Hillsong UNITED - I Will Rise Lyrics
Lyrics
VERSE 1:
Precious blood has left me forgiven
Pure like the whitest of snow
Powerful to make sin and shame retreat
This covenant is making me whole
CHORUS:
So I will rise and lift my head
For by His mercy my life was spared
The highest Name has set me free
Because of Jesus
My heart is clean
VERSE 2:
Purify my heart in Your presence
Teach me to discover the joy
Of holiness that forms as You draw me close
In You what was lost is restored
Video
Beneath The Waters (I Will Rise) - Hillsong Worship
Meaning & Inspiration
My hands don't move as quick as they used to, and the joints ache when the rain rolls in off the valley. I spent the morning sitting by the window, thumbing through a hymnal where the spine is held together by nothing but habit and prayer. Then I put on this Hillsong Worship record—"Beneath the Waters"—and found myself looking at my own reflection in the darkened glass.
The line that caught me, right in the chest, was: “Purify my heart in Your presence.”
When you’re young, that sounds like a bright, clean promise. You imagine it like a morning scrub, a quick dip in a clear stream. But at my age? I know what purification looks like. It looks like the fire. It looks like the loss of things I thought I needed, the thinning of friends, the quiet that settles in when the ambition finally burns out. It isn't a gentle rinse; it’s the refining of silver, where the heat only serves to pull the dross to the top so it can be skimmed away. When I sing that now, I’m not asking for a boost. I’m asking for the patience to sit in the kiln until whatever is left is actually worth keeping.
Then there’s this: “In You what was lost is restored.”

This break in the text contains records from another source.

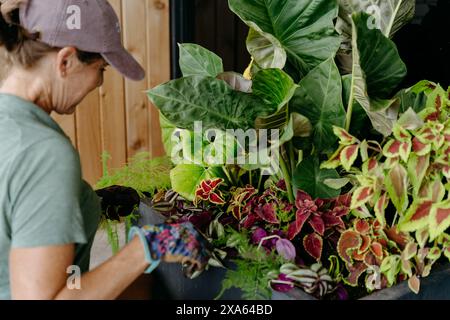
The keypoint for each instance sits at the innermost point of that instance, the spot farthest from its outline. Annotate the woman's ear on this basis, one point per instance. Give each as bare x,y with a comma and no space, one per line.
66,60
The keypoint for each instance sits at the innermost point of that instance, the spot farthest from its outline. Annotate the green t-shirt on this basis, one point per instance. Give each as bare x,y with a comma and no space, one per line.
43,199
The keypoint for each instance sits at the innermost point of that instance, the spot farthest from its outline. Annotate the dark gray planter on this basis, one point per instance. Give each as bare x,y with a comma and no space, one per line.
170,282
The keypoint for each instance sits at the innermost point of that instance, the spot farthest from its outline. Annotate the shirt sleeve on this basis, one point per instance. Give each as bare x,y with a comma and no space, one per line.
45,187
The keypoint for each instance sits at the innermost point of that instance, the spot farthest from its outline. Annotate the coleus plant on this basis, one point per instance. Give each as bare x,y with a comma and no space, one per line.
294,84
410,173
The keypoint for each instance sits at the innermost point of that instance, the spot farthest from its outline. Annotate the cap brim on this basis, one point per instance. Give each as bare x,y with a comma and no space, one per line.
124,62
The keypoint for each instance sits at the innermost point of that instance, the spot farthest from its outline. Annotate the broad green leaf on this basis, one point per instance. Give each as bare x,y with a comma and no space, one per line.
310,178
212,101
359,121
266,50
377,71
186,178
387,15
236,81
319,98
304,29
396,183
274,86
198,61
167,130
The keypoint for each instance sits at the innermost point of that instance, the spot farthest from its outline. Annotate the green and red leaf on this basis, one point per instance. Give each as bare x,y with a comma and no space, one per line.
345,138
439,219
414,284
397,186
361,226
377,249
313,244
380,208
296,226
355,272
417,216
348,242
349,155
361,196
392,149
417,169
316,222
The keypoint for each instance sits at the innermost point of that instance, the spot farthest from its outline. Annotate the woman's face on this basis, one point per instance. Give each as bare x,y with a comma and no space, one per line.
74,80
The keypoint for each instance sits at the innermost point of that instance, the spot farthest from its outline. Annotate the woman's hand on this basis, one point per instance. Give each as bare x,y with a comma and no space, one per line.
179,243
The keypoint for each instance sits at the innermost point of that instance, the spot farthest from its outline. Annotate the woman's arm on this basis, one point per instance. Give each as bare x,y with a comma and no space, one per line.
40,273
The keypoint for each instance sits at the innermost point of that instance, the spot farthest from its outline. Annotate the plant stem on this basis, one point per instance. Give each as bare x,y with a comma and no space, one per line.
350,102
287,180
260,180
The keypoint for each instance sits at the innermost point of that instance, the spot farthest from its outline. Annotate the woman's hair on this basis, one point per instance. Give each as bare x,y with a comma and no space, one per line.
22,47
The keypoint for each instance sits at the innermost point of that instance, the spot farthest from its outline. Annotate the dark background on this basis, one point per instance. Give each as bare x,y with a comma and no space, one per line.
424,44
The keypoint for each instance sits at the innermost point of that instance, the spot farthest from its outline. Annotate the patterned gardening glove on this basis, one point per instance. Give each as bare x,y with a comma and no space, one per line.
174,243
118,201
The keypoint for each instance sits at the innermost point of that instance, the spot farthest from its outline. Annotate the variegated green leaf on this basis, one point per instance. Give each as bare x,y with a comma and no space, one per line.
417,169
397,186
361,196
439,219
417,217
349,155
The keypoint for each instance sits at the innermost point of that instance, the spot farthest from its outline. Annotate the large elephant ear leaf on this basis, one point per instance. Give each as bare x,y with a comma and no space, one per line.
198,61
187,100
274,86
266,50
319,98
377,71
303,29
388,15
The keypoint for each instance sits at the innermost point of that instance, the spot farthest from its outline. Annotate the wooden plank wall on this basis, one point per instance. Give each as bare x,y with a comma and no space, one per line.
118,118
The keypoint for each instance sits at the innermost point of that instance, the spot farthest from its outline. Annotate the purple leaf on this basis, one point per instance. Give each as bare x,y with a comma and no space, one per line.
283,287
286,249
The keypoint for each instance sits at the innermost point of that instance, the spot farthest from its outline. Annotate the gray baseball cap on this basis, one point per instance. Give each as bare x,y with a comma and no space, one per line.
88,25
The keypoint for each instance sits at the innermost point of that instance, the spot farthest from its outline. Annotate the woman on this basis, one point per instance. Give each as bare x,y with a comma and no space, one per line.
58,51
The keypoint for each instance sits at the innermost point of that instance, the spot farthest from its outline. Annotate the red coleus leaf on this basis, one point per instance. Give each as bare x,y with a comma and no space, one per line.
400,238
439,219
380,209
377,249
348,242
316,222
344,137
216,198
361,196
296,226
417,216
349,155
392,149
313,244
420,148
267,213
366,242
356,271
361,226
332,220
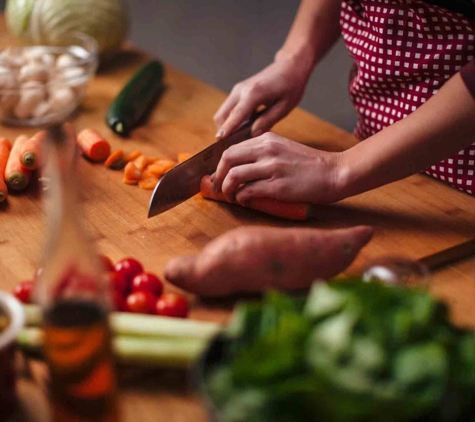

I’ve buried people. I’ve watched dreams turn to ash and watched my own capacity for work wither. You wonder, after the years stack up, if “restoration” is just a fairy tale we tell ourselves to keep from despairing. But then I remember the Apostle Paul—a man who knew a thing or two about losing everything worth having—writing in 2 Corinthians about how we are “sorrowful, yet always rejoicing.”
It’s a strange thing to reconcile. Can a heart truly be restored if it still bears the scars of everything it lost? Maybe restoration doesn't mean getting back the things that were taken. Maybe it just means that the space where those things used to be is now filled with enough of Him that the void doesn't ache quite so sharp.
There’s a tension there, I think. A wobble in the knees. We sing these words with such certainty, but the reality is often messier. We are people who wake up tired and go to bed questioning if we heard God right at all. Yet, there’s something about the way these voices climb on this track—that defiant lift of the head—that feels honest. It’s not the noise of a man who hasn't been tested. It’s the sound of someone who has been under the water and realized, quite suddenly, that they are still breathing.
I don't know if I’ll ever fully grasp the mystery of why some parts of us are mended and others are left to limp. But I suppose that’s the point. We keep rising, not because we’ve figured it all out, but because the mercy mentioned in the chorus is the only floor sturdy enough to hold us up when the lights go out. And for tonight, that’s enough.